Putin sah sich vor diesem Hintergrund mit dem Vorwurf konfrontiert, Gas absichtlich von den europäischen Märkten zurückzuhalten und somit die Preiskrise zu verschärfen. Nach Ansicht seiner Kritiker erhöhte Russland seine Lieferungen nicht, um Europa unter Druck zu setzen, mehr langfristige Verträge abzuschließen. Demzufolge wollte Russland auch eine schnellere Zertifizierung der umstrittenen Pipeline „Nord Stream 2“ erzwingen.

EU-Kommissionspräsidentin Ursula von der Leyen ging mit ihrer Kritik nicht so weit. Sie sagte aber, dass Gasprom zuletzt nicht auf die verstärkte Nachfrage aus der EU reagiert habe. Die ganze Welt sei vom Anstieg der Preise betroffen, aber es gebe „etwas Spezifisches“ in der europäischen Situation. Zu möglichen Gründen der laut von der Leyen ausgebliebenen Reaktion auf die erhöhte Nachfrage aus der EU äußerte sie sich nicht.

Putin verweist auf EU-Energiepolitik

Moskau wies diese Vorwürfe zurück. Für die Gaskrise und die rekordhohen Preise sei die Energiepolitik der Europäischen Union verantwortlich, sagte Putin am Donnerstag. Er führte etwa die wachsende Bedeutung erneuerbarer Energien an. Gleichzeitig geht es aber auch um die Dauer von Lieferverträgen. Die EU hatte in den letzten Jahren die Abkehr von langfristigen Verträgen vorangetrieben, um günstiger und flexibler auf dafür volatileren Märkten einkaufen zu können.

Noch vergangene Woche hatte Putin gesagt, dass Russland nach der Erlaubnis für „Nord Stream 2“ mehr Erdgas nach Europa liefern könne. Die Gaspipeline durchläuft derzeit noch das Zertifizierungsverfahren bei der deutschen Bundesnetzagentur, erst dann kann sie kommerziell ihren Betrieb aufnehmen. Zuletzt nahm das Verfahren eine wichtige Etappe.

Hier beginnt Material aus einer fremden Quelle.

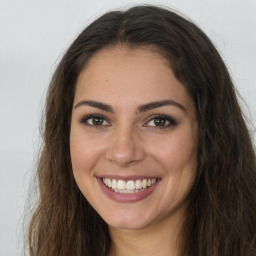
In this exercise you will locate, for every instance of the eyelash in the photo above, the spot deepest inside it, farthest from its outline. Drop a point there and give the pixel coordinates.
(171, 121)
(85, 120)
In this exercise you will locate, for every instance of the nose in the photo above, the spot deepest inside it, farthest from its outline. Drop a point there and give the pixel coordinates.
(126, 148)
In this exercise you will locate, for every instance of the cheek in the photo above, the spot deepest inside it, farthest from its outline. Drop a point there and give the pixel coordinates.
(86, 151)
(176, 151)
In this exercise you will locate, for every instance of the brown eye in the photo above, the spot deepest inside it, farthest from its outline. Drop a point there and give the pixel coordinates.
(159, 121)
(97, 121)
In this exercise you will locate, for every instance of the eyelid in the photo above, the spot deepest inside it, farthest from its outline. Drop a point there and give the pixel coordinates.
(84, 120)
(171, 120)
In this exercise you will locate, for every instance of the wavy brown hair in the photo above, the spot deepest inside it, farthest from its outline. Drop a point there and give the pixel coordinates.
(222, 204)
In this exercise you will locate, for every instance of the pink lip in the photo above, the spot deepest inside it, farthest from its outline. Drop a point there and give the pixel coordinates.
(127, 198)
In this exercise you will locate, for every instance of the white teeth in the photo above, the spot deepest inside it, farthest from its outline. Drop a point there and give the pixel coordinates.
(144, 183)
(114, 183)
(130, 186)
(138, 184)
(121, 184)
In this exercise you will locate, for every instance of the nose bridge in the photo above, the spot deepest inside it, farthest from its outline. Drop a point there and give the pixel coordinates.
(126, 146)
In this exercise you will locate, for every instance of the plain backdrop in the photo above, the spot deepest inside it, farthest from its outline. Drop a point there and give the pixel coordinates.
(33, 37)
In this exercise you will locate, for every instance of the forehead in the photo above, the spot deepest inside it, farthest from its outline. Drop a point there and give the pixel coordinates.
(129, 76)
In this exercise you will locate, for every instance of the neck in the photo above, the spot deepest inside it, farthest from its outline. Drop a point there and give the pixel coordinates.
(156, 239)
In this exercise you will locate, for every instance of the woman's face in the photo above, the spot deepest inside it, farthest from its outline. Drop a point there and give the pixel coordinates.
(133, 138)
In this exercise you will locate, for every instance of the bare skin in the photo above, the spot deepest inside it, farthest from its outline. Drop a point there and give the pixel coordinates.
(132, 119)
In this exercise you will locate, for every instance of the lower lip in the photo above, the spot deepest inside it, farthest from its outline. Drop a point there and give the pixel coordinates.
(127, 198)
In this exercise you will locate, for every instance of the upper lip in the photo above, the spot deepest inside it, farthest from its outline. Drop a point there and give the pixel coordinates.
(126, 178)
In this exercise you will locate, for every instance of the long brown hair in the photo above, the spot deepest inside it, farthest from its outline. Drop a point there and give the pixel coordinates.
(222, 204)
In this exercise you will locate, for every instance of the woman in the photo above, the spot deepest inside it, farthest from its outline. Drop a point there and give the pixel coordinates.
(145, 147)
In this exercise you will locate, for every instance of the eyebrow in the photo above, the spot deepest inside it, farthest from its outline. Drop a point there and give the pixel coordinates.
(95, 104)
(142, 108)
(158, 104)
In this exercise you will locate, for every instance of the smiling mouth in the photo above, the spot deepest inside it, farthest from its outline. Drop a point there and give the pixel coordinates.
(130, 186)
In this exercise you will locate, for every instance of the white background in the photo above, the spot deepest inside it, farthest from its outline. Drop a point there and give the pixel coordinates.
(33, 36)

Die rund 1.200 Kilometer lange Pipeline, die Gas von Russland nach Deutschland und in weitere europäische Länder liefern soll, ist seit Wochen fertiggestellt, aber nicht in kommerziellem Betrieb. Gegner der Leitung wie die USA und die Ukraine argumentieren, dass Europa sich damit in eine große Abhängigkeit von Russland begibt – dem ohnehin wichtigsten Gaslieferanten. Die Nord Stream 2 AG gehört zu 100 Prozent dem russischen Gasriesen Gasprom.

Notstand in Moldawien

Die Gaspreise machen derzeit weiten Teilen der Welt zu schaffen. Besonders unter Druck stand zuletzt Moldawien, wo wegen der Gaskrise bereits der Notstand ausgerufen wurde. Der Liefervertrag der ehemaligen Sowjetrepublik mit Gasprom lief bereits Ende September aus, beide Seiten haben sich bisher aber nicht auf neue Preise verständigen können.

Zuletzt hatte Gasprom dem Land mit einem Lieferstopp mitten in der Heizsaison gedroht, wenn nicht für Dezember ein neuer Liefervertrag unterzeichnet werde. Daher musste das Land erstmals seit seiner Unabhängigkeit Gas aus einem anderen Land als Russland beziehen. Die EU stellt dem Land deswegen 60 Mio. Euro zur Verfügung.